Here is part of an article "The Subprime Mortgage Crisis and its Wake," dated November 15, 2007, that was emailed to me by a reader. It discusses the present housing crisis and appears to have been put out by Deutsche Bank. I'm not sure if this was meant for public consumption. It seems legit.The bank has been accused of being one of the biggest homeowners (by way of foreclosure) in the U. S.

Page 6 displays their view of the future housing problem.

Double click for larger picture. Source: Deutsche Bank.

Page 28 lists the CDO and SIV exposure for banks in US and Europe. Where is Asia????

Double click for larger picture. Source: Deutsche Bank.

It does seem to confirm my contention that the banks know pretty well what's happening three months from now, right now.

Thursday, November 15, 2007

Pipe Dream Bankers

Let’s see it was July and all was well, and then Bear Sterns had two hedge funds go poof. Financial funding for housing dropped dead. Now three months later you read the headline “Bear Stearns Says Worst Is Over After Writedown”. Seems as if the damaged has been contained.

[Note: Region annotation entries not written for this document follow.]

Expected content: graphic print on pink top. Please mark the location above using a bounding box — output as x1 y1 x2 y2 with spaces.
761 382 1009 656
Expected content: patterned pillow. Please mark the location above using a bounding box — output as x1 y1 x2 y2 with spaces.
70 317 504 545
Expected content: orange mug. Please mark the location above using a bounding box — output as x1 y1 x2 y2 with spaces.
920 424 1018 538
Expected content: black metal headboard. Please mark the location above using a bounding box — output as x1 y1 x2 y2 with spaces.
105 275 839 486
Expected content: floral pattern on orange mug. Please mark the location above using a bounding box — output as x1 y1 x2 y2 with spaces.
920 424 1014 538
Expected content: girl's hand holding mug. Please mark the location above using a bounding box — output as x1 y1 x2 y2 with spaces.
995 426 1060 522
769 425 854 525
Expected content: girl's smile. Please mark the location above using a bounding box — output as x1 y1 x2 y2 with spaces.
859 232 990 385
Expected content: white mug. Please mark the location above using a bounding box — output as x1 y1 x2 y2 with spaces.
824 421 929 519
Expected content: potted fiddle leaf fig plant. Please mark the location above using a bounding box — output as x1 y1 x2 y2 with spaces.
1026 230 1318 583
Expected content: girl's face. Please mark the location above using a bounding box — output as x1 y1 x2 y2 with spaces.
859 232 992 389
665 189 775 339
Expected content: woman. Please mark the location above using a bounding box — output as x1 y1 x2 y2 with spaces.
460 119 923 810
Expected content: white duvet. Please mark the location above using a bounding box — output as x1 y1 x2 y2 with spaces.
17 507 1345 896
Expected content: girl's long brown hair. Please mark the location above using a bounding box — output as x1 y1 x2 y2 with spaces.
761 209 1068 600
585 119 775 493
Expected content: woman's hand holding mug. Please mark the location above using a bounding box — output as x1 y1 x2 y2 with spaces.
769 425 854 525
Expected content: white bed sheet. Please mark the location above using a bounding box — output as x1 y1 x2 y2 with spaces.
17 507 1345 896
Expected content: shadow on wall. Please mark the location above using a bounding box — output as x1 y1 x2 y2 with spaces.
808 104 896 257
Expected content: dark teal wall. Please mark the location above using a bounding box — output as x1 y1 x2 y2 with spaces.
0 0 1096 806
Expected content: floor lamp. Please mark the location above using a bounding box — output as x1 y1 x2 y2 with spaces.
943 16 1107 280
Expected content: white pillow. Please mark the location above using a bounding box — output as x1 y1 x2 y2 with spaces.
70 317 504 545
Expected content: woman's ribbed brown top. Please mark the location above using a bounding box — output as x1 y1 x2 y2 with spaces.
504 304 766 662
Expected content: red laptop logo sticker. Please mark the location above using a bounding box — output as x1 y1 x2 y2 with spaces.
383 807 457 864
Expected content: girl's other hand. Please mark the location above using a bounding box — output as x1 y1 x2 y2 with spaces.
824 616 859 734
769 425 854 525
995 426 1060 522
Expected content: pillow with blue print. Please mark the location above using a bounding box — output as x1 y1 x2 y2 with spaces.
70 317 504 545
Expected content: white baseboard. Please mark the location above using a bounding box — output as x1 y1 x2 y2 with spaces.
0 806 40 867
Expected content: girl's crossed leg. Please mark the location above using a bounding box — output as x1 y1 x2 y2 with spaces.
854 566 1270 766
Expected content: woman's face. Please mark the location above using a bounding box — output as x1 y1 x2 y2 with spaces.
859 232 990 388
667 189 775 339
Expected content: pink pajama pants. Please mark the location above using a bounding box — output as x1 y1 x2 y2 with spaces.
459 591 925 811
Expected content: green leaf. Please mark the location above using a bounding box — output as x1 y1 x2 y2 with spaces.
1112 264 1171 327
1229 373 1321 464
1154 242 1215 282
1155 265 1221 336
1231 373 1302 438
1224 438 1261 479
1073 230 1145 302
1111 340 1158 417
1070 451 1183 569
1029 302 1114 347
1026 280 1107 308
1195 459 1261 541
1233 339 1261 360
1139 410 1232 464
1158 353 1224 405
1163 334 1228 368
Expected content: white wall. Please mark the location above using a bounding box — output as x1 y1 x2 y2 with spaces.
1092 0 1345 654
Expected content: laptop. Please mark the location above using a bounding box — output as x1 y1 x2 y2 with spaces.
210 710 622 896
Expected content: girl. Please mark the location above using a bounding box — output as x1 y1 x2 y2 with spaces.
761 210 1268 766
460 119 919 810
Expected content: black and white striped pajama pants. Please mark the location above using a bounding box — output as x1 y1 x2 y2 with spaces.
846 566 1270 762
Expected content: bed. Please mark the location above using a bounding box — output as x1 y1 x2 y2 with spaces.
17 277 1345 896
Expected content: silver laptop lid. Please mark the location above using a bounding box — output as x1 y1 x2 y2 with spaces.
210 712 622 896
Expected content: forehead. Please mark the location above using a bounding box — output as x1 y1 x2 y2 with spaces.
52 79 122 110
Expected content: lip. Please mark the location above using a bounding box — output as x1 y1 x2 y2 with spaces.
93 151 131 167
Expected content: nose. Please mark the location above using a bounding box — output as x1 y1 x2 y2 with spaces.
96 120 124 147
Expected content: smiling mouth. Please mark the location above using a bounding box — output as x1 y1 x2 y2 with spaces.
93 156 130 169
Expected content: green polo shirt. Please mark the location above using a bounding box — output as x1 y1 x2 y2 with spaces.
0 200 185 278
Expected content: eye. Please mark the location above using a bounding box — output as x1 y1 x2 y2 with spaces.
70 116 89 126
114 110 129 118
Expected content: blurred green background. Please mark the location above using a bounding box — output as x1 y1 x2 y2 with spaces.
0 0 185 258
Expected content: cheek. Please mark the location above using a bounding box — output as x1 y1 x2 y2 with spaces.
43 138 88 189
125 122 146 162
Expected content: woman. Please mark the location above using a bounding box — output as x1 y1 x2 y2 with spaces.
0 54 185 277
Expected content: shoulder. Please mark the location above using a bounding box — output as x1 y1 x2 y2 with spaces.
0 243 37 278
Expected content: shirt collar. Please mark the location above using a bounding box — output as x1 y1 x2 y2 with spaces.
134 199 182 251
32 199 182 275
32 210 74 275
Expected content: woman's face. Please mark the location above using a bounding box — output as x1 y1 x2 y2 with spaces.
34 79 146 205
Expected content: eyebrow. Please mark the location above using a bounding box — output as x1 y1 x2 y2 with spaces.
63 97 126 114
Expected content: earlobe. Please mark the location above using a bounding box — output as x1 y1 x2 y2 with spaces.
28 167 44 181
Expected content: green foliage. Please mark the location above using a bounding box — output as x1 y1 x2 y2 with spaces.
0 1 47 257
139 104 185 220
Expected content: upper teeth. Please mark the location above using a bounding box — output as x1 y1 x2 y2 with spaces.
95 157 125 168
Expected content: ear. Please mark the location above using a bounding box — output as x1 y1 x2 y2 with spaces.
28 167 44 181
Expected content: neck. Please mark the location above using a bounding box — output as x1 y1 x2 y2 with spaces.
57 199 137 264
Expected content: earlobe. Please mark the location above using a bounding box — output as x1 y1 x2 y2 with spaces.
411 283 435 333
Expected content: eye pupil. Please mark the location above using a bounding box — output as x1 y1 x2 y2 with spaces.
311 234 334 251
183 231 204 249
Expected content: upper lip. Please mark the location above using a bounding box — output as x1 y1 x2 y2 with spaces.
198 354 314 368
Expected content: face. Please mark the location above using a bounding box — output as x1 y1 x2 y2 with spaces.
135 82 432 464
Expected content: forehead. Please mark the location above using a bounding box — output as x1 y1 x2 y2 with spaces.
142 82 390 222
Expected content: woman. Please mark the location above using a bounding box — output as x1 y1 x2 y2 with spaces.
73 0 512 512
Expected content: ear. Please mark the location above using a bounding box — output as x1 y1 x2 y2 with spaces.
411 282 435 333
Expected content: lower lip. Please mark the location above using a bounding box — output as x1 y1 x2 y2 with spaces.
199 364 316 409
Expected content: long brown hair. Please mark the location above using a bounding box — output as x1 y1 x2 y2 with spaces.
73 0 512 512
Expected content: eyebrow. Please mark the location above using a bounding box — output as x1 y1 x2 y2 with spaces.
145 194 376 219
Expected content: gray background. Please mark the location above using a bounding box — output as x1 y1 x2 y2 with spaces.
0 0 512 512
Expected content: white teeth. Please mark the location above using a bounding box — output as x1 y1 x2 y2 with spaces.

The housing foreclosure rate during the present one year period has exceeded what took three years, the last time these values were reached. The sub prime resets are just beginning. We have Bear Sterns with no problem four months ago now saying that the worst is over. I submit that what we know today they knew three months ago. So to fast forward three months from now, Bear Sterns as well as the rest of the crowd could be going parabolic on losses. What they know now, we won’t read about, until January rolls around (keep quiet keep your job).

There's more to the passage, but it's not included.